Il y aurait beaucoup à dire sur l’idée que des Bretons, des Parisiens, des Corses, des Algériens et des Marseillais se retrouvent aujourd’hui dans les idéaux de la République française. Cela n’est pas né d’une négociation libre et égale : on ne peut pas ignorer que ce résultat a en partie été atteint via un processus d’assimilation, dans une certaine violence, et parfois même dans le sang. N’étant pas historien, j’aurais beaucoup de mal à dire si la nation française était commune de longue date entre les régions métropolitaines que tu nommes, ou si elle est le fruit d’une construction verticale. Quoi qu’il en soit, je prends l’histoire française en bloc, je n’en renie rien et j’accepte son leg en tant que tel. Et j’en suis fier, sans aucune ambiguïté. D’ailleurs, comment pourrais-je faire autrement et prétendre défaire ce qui est désormais complètement enraciné ? Pour autant, je ne suis pas prêt à poursuivre un processus d’uniformisation de l’Europe sur le modèle d’uniformisation qu’aurait subi le territoire français.

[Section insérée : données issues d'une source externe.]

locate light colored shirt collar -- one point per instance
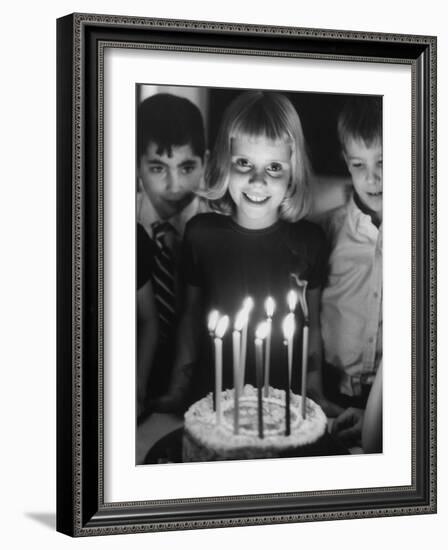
(359, 222)
(147, 214)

Évidemment, je sais bien que ce ne serait pas non plus ton idée de procéder par la force ; mais alors il faut y renoncer tout simplement, car il est insensé de rêver que des peuples ayant vécu de façon tout à fait indépendante pendant des siècles puissent tout à coup se mettre d’accord sur quelque chose d’aussi profond et sacré qu’une Constitution.